May marks 10 years since 4,000 people from four First Nations were given hours notice to pack what they could and flee their homes in Manitoba’s Interlake region, three hours north of Winnipeg.
In 2011, the provincial government made the decision to intentionally flood the area to spare Winnipeg from spring flooding.
What happened next was years living in hotels while communities were rebuilt, bogged down in bureaucratic red tape from two levels of government.
While they waited in limbo, the organization tasked with looking after their needs made headlines for outrageous misspending and predatory behavior involving evacuees.
While a $90-million class action was settled and communities eventually moved to homes built on new ground, the lasting effects on evacuees continues, said Myrle Ballard, a Lake St Martin band member and University of Manitoba assistant professor who specializes in land and water management and studied the flood effect.
“Growing up throughout the years I remember the way water changed the community,” Ballard said. “We grew up in a community that was very sustainable. We had our own livelihoods. People took care of themselves, they made their own living throughout the years. When the first water control structure was built in 1960, 61, from that point on it destroyed our way of life and changed and people started to depend on government for assistance.”
How the water had always flowed through the Interlake region – a water system connecting Manitoba’s two largest lakes – Winnipeg and Manitoba via Lake St Martin – changed. Fishing was different. Flooding changed the land.
“We lost our traditional way of life – to hunt, trap, fish, pick berries and the spiritual uses of the water,” she said.
What burdened residents of Pinaymootang, Little Saskatchewan, Lake St Martin, and Dauphin River First Nations for decades, overcame them with the 2011 flood.
When the government made the decision to divert flood waters their way, it was the end of their communities as they knew them. Evacuees were scattered in hotels across towns and Winnipeg. Some died by suicide. Others by misadventure. Some, Ballard said, of loneliness.
She interviewed elders from the communities and found a common thread in what they felt – heartbreak, despair and loss.
“How do we rebuild, you know, our medicines, our fish, our waters, our habitats,” Mary Stagg of Dauphin River said in her testimonial to Ballard’s research project Minoayawin. “What’s the future for our kids, grand kids, great grand kids?”
“A lot of the elders I talked to cried,” Ballard said. “When they start crying, when they talk about the land it means something is wrong.”
In his testimonial, Derrick Gould of Pinaymootang said the land and waters are forever changed.
“Medicines were lost to flood – they’re not there no more.” He spoke too of it being harder to make money in agriculture now as well as commercial fishing. “The destruction has changed the current so much.”
Rebuilding from the flood finally got underway six years later in 2017 but as of 2021, Dauphin River Chief John Stagg says a third of the evacuees still aren’t home.

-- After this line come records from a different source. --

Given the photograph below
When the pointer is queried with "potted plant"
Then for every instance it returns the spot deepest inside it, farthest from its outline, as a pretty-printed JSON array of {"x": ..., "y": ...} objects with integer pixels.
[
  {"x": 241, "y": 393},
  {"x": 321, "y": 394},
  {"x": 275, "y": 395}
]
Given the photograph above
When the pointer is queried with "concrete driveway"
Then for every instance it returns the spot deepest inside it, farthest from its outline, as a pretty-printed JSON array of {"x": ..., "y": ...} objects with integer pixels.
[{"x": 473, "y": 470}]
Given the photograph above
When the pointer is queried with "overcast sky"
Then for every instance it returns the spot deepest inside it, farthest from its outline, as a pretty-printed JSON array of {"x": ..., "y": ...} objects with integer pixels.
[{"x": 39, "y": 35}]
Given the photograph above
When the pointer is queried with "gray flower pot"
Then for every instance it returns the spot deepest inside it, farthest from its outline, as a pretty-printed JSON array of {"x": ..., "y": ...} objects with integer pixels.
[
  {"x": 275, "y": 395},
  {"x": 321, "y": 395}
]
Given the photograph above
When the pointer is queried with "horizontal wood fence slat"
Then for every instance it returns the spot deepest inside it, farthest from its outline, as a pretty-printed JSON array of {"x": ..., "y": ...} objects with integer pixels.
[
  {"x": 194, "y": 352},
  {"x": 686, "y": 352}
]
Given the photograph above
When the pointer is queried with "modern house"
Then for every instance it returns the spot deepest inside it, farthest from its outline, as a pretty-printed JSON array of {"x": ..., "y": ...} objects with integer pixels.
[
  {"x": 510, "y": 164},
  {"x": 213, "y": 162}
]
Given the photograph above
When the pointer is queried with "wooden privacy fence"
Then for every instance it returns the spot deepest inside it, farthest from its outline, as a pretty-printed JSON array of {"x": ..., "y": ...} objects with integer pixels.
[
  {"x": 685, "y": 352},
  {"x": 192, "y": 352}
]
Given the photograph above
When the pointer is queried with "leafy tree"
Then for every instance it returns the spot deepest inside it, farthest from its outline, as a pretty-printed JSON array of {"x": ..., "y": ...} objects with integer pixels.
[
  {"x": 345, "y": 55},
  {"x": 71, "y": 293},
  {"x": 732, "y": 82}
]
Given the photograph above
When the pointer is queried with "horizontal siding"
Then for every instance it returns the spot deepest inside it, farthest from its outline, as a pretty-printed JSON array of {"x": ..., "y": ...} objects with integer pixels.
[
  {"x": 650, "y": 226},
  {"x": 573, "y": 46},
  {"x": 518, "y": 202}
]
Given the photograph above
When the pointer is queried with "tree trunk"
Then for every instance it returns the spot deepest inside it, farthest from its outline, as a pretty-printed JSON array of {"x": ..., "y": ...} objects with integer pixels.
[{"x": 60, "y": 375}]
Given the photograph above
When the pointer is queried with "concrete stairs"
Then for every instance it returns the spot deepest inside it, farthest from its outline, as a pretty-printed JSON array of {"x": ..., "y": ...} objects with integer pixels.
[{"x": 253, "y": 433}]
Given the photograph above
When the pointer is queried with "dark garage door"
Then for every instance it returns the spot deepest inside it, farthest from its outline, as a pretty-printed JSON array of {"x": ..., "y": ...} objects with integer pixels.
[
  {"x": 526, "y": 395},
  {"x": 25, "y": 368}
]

Some chose to stay in the city while others don’t have homes to return to because the federal government didn’t properly account for growth of the communities in their housing numbers.
Ballard said there should have been a lesson learned in all of this – don’t mess with water flow and consult with the people who’ve lived in the area since long before settlers arrived. But experts like herself and community leaders say that didn’t happen.
“Another outside channel is being proposed going from Lake Manitoba into Lake St. Martin and into Lake Winnipeg,” she said. “The Province of Manitoba is proposing this outlet channel, it’s in its final stages and we’d like to encourage people to speak out against this channel. If it goes through will do so much damage to the people.”
The Interlake Regional Tribal Council is appealing to the Supreme Court to stop the channel’s construction fearing more water woes in the future.
Lake Manitoba First Nation Chief Cornell McLean says communities want to be part of whatever happens next – not told by yet another provincial government that they know what’s best for the area and be at the mercy of those mistakes.
“We’ve never ever said no we didn’t want this outlet channel — we wanted to be involved with the planning – each community – because we have our ancestral lands and our hunting areas and various things like that,” McLean said. “I think it’s important that the government recognize that there needs to be a process that needs to be followed in order to meet their needs as well.”
Manitoba, meanwhile, is fighting in court to move ahead with its flood channel plan.